- Author: Woody Hearn
- Website: http://www.gucomics.com/
- Current status/schedule: Hiatus/discontinued
- Launch date: 2000-07-10
- Genre: Gaming

= GU Comics =

2000s webcomic by William Hearn

GU Comics is a single panel webcomic written, drawn, and colored by William "Woody" Hearn. Established July 10, 2000 and launched August 15, 2000, GU is published, free, five times a week on its own web site. The comic focuses on a single video game such as World of Warcraft, but it also comments on gaming industry and community news, often lampooning gamers in general through the adventures of Hearn and his fictional roommate, Ted, and occasionally parodies contemporary social, political, and personal issues related to the online and general video game world. In recent months Hearn has focused primarily on writing comics revolving around various pen-and-paper role playing games; it is unclear if Hearns actually takes part in these games or if he simply finds humor in D&D sourcebooks over PC MMO games.

==History==
Launch - GU Comics was first released to a small group of friends on July 10, 2000. Then known as "/gu ...", the original comics were set inside the MMOG fantasy world of EverQuest and centered on the in-game antics of the artist and members of his guild (Purifying Light on Vallon Zek). Intended only as a hobby, the comic's link was passed around to various EverQuest related community sites (Evercrest.Com being chief among them). On July 25, GU was contacted by the GameFan/Game Answer Network with an offer of affiliation and a proposal to go "live". Now hosted on the GameFan/Game Answer Network, GU was released for wide public consumption August 15, 2000. The response was swift and significant. Since its inception GU has change hosts for various reasons. February 4, 2003, GU moved to TheSafehouse.org.

The Safehouse - On February 5, 2003, signifying the move to the Safehouse and a shift in interest to the wider gaming world rather than focusing specifically on EverQuest, the slash and ellipses were officially dropped from the GU logo. As of April 9, 2007 the format of the comic was shifted from 300x465 to 600x450. Along with the format shift the logo, and comic type sub-text was removed from the strip.

SOE Boycott - In May 2004, GU Comics became the center of attention when Woody Hearn posted a comic satirizing the Omens of War expansion for Everquest. In the attendant forum writeup, he called for a boycott by EverQuest players against the Omens of War expansion in an effort to force Sony Online Entertainment, who produces EverQuest, to correct the numerous issues players had with the game rather than release another expansion so quickly on the heels of the previous one. The call to boycott was rescinded after SOE held a summit to address player concerns, improve (internal and external) communication, and begin correcting issues within the game.

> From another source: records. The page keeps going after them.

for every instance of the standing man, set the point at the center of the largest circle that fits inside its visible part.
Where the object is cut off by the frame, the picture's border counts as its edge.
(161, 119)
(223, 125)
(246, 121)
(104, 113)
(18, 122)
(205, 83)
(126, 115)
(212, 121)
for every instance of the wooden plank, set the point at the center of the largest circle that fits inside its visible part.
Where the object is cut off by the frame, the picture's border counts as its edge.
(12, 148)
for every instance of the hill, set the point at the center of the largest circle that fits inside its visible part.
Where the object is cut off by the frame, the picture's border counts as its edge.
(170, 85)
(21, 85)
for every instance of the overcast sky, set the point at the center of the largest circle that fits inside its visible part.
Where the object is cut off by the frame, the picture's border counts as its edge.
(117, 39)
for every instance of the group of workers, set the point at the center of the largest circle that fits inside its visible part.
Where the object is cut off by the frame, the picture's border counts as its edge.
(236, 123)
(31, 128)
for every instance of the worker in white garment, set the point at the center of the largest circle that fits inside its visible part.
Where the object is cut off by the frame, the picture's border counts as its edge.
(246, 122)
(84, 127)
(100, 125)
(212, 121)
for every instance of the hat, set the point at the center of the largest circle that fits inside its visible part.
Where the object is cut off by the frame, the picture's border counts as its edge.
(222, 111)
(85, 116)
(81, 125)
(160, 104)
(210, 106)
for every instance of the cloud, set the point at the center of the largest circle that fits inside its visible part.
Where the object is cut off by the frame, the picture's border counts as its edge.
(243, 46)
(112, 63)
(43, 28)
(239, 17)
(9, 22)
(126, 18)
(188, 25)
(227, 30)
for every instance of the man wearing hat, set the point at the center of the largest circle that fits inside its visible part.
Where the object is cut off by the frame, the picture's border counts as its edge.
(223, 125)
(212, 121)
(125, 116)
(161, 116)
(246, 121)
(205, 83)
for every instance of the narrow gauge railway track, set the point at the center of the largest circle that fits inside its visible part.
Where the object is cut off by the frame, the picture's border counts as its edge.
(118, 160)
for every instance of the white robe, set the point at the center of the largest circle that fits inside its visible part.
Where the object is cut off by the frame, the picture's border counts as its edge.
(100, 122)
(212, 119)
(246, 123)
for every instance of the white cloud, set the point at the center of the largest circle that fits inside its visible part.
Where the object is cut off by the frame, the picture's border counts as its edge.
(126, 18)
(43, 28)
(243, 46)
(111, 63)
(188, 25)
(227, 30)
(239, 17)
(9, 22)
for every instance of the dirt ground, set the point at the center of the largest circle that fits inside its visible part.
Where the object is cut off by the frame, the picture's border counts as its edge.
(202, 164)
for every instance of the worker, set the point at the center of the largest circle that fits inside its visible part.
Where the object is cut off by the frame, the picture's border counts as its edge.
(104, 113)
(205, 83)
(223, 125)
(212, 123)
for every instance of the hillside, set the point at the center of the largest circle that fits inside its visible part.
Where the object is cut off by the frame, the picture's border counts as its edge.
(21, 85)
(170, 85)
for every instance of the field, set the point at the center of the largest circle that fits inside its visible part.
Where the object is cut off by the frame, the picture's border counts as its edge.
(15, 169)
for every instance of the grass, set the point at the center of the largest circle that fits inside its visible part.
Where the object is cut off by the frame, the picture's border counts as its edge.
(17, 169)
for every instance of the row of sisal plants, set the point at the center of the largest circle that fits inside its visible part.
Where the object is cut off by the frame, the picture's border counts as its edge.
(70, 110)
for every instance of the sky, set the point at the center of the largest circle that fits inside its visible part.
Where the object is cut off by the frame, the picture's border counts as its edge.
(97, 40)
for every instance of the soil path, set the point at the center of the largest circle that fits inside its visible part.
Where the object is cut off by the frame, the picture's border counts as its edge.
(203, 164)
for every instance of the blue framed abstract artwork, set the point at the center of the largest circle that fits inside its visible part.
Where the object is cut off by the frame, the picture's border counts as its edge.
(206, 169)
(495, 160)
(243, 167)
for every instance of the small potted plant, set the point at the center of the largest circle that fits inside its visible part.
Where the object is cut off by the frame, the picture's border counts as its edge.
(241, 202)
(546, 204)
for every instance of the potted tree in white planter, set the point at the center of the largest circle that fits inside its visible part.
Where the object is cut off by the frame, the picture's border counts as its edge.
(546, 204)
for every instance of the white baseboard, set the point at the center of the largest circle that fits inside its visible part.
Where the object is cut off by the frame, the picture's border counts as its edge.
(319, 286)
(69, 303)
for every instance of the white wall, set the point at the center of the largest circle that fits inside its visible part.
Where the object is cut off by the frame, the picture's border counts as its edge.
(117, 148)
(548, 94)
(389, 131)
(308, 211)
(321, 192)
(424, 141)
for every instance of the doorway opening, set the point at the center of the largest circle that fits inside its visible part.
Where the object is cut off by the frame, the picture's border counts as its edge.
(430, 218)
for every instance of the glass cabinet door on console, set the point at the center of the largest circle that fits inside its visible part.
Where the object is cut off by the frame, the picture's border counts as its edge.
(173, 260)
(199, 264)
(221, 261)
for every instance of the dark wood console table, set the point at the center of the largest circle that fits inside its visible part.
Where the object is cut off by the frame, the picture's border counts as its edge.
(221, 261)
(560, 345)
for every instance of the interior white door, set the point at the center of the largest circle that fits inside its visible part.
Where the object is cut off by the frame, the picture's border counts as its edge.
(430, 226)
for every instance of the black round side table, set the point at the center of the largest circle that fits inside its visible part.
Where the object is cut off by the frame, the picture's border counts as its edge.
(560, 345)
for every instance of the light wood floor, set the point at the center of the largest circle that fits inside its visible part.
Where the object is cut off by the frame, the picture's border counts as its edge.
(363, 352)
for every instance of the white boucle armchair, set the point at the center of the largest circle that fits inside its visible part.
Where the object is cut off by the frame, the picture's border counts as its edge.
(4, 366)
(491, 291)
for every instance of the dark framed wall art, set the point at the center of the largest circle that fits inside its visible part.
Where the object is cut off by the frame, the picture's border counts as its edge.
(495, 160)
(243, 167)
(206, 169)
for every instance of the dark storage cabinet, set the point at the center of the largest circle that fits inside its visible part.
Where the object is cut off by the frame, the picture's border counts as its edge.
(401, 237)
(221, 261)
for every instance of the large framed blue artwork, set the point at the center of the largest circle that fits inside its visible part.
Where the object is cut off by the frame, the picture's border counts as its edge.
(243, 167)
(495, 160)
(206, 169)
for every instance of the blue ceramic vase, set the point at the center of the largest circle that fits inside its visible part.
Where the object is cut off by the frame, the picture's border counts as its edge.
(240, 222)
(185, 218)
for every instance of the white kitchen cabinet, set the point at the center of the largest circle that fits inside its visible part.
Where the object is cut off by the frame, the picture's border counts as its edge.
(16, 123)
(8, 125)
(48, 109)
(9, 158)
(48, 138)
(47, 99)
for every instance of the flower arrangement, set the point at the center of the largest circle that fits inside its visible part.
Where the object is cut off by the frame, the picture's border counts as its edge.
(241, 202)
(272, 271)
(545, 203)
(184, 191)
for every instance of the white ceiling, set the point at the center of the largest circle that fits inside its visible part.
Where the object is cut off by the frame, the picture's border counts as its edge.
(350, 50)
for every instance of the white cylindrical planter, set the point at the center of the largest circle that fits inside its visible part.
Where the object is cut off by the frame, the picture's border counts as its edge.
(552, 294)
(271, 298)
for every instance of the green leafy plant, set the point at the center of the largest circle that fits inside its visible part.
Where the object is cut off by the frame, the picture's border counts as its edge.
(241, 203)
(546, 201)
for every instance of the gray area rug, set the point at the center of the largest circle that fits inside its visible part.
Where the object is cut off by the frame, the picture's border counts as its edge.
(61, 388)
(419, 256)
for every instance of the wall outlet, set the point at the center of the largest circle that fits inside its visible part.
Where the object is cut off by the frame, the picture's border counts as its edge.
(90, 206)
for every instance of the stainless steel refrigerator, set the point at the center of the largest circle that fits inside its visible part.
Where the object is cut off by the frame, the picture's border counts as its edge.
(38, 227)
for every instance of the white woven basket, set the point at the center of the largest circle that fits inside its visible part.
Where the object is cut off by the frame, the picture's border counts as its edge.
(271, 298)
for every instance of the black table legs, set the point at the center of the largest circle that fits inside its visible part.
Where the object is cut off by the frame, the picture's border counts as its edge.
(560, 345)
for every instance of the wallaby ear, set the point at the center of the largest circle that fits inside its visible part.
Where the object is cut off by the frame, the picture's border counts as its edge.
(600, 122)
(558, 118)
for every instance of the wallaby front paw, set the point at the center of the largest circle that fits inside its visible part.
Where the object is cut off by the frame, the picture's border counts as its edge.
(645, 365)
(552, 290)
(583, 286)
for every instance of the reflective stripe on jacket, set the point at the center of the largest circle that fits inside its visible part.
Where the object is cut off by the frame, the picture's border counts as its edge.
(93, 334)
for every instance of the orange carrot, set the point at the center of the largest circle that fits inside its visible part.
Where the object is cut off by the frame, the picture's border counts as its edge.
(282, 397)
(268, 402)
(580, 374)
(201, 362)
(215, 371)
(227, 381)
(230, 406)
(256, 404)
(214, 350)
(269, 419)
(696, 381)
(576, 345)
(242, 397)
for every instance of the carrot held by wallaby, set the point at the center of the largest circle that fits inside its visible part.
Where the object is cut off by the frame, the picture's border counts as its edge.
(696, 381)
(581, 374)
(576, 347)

Going Digital - Beginning March 17th, 2008 panels were still hand drawn, but were being inked digitally. As of April 3rd, 2008 GU Comics has moved to full digital production eliminating the paper waste associated with sketching and inking the comics on card stock.

==Public Appearances==
GU Comics had featured costume contests for its readers for Halloween, unofficial gatherings at various conventions and gaming trade shows. In addition, Hearn had been invited to review the development of and write NDA-approved pieces about various games, including Vanguard: Saga of Heroes. GU Comics has been featured in many online webzines and print media, including Gamespy, Joystiq, GamePolitics.com, MMORPG.Com, MMORPGamer, Computer Games Magazine, Der Spielekurier, and the film Avatars Offline (as Woody Hearn). Several GUComics relevant to World of Warcraft were referenced in the official Community News of World of Warcraft Europe.

Hearn has been invited to visit the studios of Sony Online Entertainment, Sigil Games, Mythic Entertainment, 38 Studios, NetDevil and Blizzard Entertainment, was a yearly press attendee at E3, was invited as a guest of honor to Blizzard Entertainment's BlizzCon to serve on a panel with the creators of Penny Arcade and PvP, and is a yearly participant/guest of honor ConnectiCon.